In the dead of night, madness lies…

Emma can’t sleep.


It’s been like this since her big 4-0 started getting closer.


Her mother stopped sleeping just before her 40th birthday too. She went mad and did the unthinkable because of it.


Is that what’s happening to Emma?



As someone who finds it incredibly easy to sleep anywhere and everywhere, I have a worry that one day I’m going to find out I have used up all of my sleep and end up with insomnia! Therefore, Insomnia by Sarah Pinborough seemed like the perfect, unsettling read for me.

We meet main character Emma who is worried about turning 40, as that’s the age her mother was when she stopped sleeping and started having mental health issues. We watch as Emma starts to battle with insomnia and deal with her life unravelling around her in the week leading up to her birthday. I enjoyed the unreliable narration of the novel, with events being missed out from Emma’s perspective and being revealed later on. This really kept the reader on the back-foot at all times, unsure what was real and unable to fully trust our narrator. Emma isn’t the most likeable of characters though, keeping a lot of memories private and making some really silly decisions.

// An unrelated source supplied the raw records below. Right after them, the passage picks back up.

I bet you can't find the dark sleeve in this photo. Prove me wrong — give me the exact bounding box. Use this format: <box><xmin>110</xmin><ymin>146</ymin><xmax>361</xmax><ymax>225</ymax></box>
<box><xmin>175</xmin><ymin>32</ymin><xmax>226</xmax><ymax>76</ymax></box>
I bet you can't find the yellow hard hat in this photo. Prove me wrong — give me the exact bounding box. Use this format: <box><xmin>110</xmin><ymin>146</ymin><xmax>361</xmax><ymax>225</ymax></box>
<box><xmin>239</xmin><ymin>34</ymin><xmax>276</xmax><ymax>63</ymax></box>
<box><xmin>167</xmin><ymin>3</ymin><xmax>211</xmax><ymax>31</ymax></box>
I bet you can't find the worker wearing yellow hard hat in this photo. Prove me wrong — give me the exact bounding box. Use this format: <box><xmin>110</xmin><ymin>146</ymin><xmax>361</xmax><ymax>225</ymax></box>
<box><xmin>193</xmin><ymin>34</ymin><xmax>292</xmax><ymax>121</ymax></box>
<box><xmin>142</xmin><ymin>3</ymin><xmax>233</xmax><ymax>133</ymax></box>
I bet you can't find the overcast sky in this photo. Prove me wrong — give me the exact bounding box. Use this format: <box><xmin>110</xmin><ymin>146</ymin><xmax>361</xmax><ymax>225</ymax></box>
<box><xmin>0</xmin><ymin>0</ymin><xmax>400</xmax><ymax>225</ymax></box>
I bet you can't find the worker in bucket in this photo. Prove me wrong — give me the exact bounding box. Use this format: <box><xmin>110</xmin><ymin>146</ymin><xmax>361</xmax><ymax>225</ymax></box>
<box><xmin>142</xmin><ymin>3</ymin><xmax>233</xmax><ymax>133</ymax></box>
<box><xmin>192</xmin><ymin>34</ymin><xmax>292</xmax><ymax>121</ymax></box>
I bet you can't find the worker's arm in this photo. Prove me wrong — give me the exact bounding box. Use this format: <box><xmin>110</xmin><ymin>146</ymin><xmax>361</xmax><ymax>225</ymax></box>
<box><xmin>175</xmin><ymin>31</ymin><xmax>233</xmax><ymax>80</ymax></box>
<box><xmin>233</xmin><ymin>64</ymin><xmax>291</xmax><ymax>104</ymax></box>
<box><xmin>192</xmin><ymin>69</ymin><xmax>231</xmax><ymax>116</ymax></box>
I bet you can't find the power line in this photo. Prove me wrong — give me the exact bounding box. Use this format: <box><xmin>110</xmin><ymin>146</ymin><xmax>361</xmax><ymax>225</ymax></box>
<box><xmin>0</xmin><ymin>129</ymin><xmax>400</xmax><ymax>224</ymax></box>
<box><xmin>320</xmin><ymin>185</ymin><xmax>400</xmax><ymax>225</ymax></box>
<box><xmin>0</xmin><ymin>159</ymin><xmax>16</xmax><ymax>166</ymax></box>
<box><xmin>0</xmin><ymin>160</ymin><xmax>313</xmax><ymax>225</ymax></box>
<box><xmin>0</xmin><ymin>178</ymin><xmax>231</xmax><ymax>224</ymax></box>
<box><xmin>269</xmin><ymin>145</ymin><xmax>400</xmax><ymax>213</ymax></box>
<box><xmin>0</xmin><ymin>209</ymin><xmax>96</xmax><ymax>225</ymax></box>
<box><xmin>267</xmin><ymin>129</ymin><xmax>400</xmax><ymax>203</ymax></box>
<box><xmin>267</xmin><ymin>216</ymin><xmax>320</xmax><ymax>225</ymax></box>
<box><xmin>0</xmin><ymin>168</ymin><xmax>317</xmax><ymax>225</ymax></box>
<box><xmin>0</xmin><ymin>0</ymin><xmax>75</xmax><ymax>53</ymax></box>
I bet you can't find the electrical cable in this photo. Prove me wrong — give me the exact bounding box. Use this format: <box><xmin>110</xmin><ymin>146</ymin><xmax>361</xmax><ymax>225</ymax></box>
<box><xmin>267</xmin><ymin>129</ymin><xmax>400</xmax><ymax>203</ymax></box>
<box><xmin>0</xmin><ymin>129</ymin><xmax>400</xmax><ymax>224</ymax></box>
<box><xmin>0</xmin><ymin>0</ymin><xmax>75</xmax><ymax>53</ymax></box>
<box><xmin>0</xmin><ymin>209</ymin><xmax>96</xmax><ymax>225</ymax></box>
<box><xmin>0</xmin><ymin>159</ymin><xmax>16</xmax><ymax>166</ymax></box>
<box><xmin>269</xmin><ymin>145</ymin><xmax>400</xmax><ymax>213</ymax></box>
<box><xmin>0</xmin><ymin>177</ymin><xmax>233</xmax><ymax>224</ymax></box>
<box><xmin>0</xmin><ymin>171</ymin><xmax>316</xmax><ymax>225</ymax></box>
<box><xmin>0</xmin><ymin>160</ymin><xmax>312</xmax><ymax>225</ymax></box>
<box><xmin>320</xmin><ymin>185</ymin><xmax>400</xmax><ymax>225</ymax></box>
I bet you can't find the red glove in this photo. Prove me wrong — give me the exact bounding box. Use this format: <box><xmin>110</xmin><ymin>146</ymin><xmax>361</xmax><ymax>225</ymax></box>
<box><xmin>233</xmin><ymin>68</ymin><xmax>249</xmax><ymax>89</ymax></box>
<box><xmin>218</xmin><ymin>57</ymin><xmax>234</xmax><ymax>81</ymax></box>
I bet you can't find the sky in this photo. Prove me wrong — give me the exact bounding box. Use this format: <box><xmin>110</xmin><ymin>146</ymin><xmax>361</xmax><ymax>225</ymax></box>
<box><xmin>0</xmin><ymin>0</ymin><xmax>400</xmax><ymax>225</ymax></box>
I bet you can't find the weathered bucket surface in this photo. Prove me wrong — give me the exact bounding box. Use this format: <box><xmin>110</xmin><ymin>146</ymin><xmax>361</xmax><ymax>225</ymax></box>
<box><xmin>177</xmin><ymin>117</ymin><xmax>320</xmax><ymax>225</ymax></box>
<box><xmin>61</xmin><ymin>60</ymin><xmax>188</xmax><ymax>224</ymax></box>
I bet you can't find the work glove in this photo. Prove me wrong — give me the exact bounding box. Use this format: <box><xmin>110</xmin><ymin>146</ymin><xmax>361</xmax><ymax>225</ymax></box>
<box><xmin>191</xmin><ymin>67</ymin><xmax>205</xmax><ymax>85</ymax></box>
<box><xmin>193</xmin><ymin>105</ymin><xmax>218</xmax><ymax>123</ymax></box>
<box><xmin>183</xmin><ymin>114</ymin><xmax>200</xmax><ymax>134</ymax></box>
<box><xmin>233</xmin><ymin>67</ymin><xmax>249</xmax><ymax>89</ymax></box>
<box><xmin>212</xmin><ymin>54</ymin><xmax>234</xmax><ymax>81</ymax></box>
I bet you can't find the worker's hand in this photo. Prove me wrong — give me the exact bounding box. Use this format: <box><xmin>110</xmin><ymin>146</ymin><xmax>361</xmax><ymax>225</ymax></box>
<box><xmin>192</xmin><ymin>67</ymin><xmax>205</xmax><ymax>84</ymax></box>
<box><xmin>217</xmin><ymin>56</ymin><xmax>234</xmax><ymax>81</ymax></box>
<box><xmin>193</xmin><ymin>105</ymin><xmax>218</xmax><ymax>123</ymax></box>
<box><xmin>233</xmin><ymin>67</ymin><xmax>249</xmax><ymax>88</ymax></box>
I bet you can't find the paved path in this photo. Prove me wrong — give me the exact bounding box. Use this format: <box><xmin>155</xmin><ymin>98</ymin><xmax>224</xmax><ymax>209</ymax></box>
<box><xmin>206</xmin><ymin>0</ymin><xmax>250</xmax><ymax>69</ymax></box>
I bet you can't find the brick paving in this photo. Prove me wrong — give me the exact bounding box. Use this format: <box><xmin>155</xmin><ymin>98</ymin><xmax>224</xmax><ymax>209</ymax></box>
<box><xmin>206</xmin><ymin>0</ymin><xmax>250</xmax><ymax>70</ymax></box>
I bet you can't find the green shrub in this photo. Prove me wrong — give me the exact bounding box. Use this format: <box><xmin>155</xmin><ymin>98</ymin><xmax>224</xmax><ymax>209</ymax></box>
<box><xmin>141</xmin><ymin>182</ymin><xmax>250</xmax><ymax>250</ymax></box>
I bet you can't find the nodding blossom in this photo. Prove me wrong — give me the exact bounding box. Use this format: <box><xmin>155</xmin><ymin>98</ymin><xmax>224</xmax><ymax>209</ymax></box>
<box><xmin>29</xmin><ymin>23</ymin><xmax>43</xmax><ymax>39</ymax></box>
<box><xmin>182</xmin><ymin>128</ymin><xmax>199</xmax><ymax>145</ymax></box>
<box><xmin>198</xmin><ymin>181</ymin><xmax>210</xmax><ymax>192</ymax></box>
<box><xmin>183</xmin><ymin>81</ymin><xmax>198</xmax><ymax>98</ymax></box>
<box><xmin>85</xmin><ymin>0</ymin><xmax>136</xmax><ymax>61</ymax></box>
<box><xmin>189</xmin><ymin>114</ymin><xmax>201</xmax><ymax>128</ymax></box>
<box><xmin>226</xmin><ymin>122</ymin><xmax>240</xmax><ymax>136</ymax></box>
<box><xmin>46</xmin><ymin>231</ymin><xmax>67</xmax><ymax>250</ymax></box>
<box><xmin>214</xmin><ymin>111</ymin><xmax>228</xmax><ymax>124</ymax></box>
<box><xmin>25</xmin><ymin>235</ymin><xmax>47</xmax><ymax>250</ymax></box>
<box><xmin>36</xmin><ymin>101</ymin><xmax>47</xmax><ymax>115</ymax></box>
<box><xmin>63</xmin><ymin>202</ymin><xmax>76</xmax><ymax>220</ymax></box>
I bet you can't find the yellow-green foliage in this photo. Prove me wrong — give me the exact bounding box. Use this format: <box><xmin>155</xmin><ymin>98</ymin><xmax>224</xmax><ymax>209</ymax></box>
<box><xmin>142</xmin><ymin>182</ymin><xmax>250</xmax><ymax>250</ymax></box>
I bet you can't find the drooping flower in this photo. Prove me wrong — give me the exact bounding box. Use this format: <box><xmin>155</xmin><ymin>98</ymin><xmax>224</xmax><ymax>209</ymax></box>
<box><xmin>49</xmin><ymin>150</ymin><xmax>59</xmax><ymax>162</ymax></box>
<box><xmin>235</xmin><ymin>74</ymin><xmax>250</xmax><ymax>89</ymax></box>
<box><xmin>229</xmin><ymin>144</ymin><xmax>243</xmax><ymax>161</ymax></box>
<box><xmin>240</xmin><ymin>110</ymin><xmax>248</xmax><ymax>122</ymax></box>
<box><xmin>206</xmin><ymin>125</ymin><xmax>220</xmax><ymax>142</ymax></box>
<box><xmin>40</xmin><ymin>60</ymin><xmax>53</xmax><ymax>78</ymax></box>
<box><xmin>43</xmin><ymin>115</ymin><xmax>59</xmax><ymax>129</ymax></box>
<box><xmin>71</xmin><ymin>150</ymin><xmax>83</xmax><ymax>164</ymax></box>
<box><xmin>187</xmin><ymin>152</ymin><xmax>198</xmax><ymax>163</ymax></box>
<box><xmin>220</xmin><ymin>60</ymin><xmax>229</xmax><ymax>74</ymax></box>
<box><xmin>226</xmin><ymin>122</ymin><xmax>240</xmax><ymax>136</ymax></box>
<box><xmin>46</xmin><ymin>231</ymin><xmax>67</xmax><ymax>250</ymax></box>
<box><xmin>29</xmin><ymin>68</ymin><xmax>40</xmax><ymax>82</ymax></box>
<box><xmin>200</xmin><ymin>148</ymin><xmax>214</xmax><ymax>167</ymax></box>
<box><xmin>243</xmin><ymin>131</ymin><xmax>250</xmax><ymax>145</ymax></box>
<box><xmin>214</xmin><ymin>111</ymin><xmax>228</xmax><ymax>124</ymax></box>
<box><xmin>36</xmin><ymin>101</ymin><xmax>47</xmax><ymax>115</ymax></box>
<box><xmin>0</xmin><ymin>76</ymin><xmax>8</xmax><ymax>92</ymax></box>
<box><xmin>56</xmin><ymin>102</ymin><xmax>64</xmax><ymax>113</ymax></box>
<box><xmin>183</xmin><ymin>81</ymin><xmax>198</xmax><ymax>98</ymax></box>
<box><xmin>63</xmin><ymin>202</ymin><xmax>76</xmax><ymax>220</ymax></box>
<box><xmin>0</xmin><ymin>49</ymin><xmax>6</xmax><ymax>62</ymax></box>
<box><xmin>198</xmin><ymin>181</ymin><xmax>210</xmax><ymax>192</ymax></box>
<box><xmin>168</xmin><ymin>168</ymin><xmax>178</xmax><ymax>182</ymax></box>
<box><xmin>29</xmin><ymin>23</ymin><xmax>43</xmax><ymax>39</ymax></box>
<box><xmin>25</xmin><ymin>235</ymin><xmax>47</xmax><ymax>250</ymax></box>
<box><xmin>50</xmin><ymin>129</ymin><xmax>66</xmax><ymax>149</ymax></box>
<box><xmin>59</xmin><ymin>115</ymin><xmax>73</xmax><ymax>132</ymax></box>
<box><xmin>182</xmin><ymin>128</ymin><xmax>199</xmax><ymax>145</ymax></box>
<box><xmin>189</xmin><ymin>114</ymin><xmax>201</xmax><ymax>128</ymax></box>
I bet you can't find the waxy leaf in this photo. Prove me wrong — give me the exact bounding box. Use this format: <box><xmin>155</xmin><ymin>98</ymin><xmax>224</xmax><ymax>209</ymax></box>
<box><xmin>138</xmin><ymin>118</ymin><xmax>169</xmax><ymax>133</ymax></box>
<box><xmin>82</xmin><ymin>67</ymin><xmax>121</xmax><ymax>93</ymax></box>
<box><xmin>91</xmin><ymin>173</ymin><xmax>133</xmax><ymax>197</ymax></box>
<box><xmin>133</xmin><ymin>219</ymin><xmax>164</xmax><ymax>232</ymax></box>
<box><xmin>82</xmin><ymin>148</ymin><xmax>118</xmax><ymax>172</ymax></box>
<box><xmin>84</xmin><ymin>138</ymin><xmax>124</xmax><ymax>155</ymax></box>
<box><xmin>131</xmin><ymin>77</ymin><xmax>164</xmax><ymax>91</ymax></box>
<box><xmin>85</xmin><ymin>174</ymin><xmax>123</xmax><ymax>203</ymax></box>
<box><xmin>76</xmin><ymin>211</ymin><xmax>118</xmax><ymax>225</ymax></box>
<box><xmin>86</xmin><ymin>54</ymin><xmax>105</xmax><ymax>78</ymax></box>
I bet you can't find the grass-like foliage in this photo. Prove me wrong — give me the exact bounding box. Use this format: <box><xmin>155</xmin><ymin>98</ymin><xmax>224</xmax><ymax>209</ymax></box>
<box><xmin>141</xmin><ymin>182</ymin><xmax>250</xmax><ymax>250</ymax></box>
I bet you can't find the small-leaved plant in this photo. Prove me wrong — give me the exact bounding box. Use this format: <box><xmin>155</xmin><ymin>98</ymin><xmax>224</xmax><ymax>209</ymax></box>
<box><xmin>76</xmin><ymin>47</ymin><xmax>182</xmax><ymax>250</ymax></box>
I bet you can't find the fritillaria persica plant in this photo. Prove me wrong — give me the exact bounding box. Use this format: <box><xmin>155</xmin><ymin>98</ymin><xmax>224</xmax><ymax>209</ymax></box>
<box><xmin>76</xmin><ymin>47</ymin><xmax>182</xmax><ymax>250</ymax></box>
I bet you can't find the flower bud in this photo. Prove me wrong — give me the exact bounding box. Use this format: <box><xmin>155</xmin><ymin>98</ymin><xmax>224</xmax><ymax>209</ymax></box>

Although there’s a lot of twists and reveals through the book, I did feel that it got a bit repetitive in places. There’s a lot of night-time chapters where the same unnerving things happen to Emma which I think could have been edited down. I like the progression of the story though and the stakes are kept high throughout. I didn’t have any sympathy for the rest of the family– I would have liked to think that if my husband noticed any worrying change of behaviours, particularly insomnia that he would talk to me about it with compassion, unlike Robert who just seemed to accuse Emma of things without any love or care. I think a lot of the issues in the book could have been made 100 times better with some basic communication between the characters which stretched my suspension of disbelief a little.

The end twist was a good one and although I had guessed who the person responsible was, I hadn’t really been able to work out how they slotted into the story. Although it seemed a little convenient, it was a good idea and made for a satisfying reveal. I’m finding it hard to read about books that make mental health their punchline twist or main storyline at the moment as it seems a little dated for the 2022 climate. However, adding an almost supernatural element to the story helped to not make the story as controversial as it could have been. This does however, leave the reader with more questions than answers by the end.

Overall, Insomnia is an unsettling and chilling psychological thriller with a supernatural twist. Thank you to NetGalley & HarperCollins UK – Harper Fiction for the chance to read the ARC in exchange for an honest review.